GitHubContribute in GitHub: Edit online

Hive Scanner Guide

IBM Manta Data Lineage is a powerful data lineage platform that simplifies data management by supporting automated lineage harvesting of the Hive database. This guide will walk you through the steps to set up Hive lineage harvesting.

Clarify and verify the following details before starting the connection configuration to significantly reduce the amount of troubleshooting needed.

  1. Who is your Hadoop platform vendor: Cloudera, Hortonworks, or someone else? You will need the appropriate JDBC driver and documentation from the vendor as some aspects may differ significantly.

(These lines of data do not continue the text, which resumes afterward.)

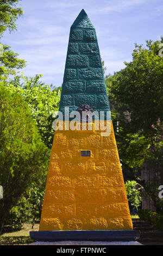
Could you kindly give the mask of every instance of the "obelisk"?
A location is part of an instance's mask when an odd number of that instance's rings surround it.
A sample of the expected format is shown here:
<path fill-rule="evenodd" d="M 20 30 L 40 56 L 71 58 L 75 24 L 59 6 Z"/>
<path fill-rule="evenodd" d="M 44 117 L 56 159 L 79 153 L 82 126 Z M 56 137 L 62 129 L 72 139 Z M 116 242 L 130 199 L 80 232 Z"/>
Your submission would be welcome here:
<path fill-rule="evenodd" d="M 96 31 L 83 9 L 70 34 L 59 107 L 65 125 L 65 107 L 69 113 L 104 111 L 105 121 L 106 113 L 110 113 Z M 110 115 L 107 121 L 108 136 L 94 126 L 55 130 L 40 229 L 31 232 L 32 238 L 98 240 L 99 236 L 109 241 L 114 233 L 127 241 L 137 235 L 133 230 Z"/>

    1. The easiest and most reliable way to determine your Hadoop platform vendor is to refer to your system’s documentation or configuration. The vendor’s name is usually mentioned explicitly in the system’s documentation, installation guides, or configuration files.

    2. Some Hadoop vendors provide custom command-line tools or utilities. Running these tools might provide information about the vendor. For example, Cloudera might have commands prefixed with cloudera and Hortonworks (now part of Cloudera) might use hdp-select.

  2. Is your Hive platform Kerberized? If so, is it configured to use keytab or cache?
    Obtain the keytab and krb5 files or the JAAS file from your Hive administrator, depending on the authentication setup.

  3. Does your Hive platform use Zookeeper?

  4. Will your firewall/proxy allow communication from Manta Server to Hive’s nodes?

  5. Verify the other requirements and privileges detailed in Hive Integration Requirements.

To check the Hive and Hadoop versions, use the hive --version and hadoop version commands.

Step 2: Install the JDBC Driver

Because the Hive driver depends so much on the Hive vendor and, in some cases, even on the specific version of Hive, Manta Data Lineage does not bundle a Hive driver with the installation. The Manta administrator must place the downloaded Hive JDBC driver JAR file(s) in the designated mantaflow/agent/manta-flow-agent-dir/lib-extdirectory (the Manta Agent extractor method should be used for all Hive connections as of Manta Data Lineage R41). The Hive JDBC driver is generally bundled with the Hive installation and can be provided by the Hive administrator. If not, it can be downloaded separately from your Hive vendor’s website. Ensure that you identify your Hive vendor; drivers from other vendors will not work.

Manta Data Lineage cannot use the Apache Hive standalone driver because the driver contains incompatible versions of third-party libraries. Instead, use the following individual libraries. The best way to get the driver is to

  1. go to Maven repository and download hive-jdbc https://mvnrepository.com/artifact/org.apache.hive/hive-jdbc for your respective version of Hive.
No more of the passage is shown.